Nothing in this sequence is out of place. Every known fact, every procedural step, and every timing benchmark lines up. There is no mystery. There is no contradiction. There is only a quiet moment between the regulator’s decision and the sponsor’s announcement. That is where we are. That is what the system was built to do.
The Burden of Rebuttal Is Now on the Deniers
So, Mike, if you want to argue this is speculation, you need to offer more than opinion. You need to explain why NICE is waiting. You need to explain how the company could be fully engaged with MHRA if the file were paused or deficient. You need to explain how submission is blocked without an SmPC, yet the company is still active in the process. And you need to do so without disregarding PMG24 or misrepresenting what the July 15 letter actually says.
Because until you do, the structure of the process speaks louder than any post, tweet, or guess. The review is over. The label is being finalized.

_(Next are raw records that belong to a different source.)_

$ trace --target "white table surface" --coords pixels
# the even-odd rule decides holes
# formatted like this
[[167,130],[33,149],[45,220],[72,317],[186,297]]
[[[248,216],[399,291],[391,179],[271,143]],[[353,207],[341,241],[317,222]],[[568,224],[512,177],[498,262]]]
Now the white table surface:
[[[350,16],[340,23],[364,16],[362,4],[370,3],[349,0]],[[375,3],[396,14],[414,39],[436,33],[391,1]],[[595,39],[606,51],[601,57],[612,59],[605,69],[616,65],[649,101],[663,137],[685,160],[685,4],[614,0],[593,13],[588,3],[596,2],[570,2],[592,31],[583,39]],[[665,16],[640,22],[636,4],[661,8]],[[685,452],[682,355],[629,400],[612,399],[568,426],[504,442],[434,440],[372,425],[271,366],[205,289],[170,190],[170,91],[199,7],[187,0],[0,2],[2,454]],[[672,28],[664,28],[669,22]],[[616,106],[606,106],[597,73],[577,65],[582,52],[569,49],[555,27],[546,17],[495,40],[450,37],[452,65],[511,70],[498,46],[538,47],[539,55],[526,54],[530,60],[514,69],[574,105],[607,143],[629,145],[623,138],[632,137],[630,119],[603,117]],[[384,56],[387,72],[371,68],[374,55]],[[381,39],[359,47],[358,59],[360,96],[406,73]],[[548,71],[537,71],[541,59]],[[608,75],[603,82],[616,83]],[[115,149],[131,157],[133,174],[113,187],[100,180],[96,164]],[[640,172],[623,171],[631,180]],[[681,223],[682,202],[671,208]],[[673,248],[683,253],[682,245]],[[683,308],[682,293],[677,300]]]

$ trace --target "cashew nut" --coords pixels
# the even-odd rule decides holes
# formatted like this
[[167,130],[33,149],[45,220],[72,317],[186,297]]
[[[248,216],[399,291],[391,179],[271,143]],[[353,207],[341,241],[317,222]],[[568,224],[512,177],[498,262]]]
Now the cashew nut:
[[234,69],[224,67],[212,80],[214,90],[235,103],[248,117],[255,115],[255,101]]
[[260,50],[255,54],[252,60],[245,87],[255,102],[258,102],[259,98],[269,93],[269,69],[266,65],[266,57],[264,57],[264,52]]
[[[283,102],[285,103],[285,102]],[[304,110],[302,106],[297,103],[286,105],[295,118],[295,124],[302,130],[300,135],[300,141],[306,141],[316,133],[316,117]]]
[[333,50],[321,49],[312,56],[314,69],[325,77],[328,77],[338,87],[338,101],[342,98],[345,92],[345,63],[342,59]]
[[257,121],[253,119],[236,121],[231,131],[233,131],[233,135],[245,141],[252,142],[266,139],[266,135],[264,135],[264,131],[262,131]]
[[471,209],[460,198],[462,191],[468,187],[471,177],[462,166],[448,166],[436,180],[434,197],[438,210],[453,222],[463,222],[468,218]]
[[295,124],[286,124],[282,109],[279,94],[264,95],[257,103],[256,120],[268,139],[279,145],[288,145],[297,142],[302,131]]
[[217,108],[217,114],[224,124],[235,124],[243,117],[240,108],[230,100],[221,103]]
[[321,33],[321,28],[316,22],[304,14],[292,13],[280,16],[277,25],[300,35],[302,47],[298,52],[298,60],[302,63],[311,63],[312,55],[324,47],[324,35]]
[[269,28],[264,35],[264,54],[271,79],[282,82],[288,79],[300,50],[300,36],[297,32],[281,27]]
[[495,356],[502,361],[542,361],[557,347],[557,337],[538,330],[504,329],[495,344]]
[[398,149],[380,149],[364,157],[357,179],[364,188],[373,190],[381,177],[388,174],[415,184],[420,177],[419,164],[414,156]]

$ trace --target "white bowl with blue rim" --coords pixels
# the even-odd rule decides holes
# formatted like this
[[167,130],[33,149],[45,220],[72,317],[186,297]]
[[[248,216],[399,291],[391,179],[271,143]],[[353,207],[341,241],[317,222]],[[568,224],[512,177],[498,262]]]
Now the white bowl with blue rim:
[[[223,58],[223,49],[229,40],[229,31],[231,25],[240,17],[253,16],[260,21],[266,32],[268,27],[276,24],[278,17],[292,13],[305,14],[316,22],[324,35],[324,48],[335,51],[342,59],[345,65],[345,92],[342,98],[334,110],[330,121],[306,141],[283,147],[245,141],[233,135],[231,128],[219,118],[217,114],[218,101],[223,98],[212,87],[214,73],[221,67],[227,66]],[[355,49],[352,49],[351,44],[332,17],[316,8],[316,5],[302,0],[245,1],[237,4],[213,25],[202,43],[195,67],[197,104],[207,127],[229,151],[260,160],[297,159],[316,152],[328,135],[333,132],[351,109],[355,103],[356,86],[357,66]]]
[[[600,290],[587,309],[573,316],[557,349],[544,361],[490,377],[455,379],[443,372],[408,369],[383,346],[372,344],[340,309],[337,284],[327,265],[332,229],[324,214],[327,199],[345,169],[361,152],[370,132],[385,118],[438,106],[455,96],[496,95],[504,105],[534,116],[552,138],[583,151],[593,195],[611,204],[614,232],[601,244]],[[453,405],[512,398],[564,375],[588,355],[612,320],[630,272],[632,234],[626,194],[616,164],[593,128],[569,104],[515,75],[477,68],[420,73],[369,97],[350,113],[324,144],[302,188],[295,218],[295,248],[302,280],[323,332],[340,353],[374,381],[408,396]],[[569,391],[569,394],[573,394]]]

And the silence you keep pointing to is not evidence of failure. It is the sound of an approval system doing exactly what it was designed to do.
Finalization, not speculation, is the story now. And there is nothing left to misinterpret.
To the iHub Moderators:
Given the repetitive nature of the questions, the ongoing attempts to fragment the discussion, and the need for a single, complete reference point, I respectfully ask the iHub admins to pin this post. It consolidates the entire procedural timeline using public documents and verifiable regulatory policy. Pinning this will prevent redundancy, reduce confusion, and allow any future debate to begin from a position of shared understanding. Thank you.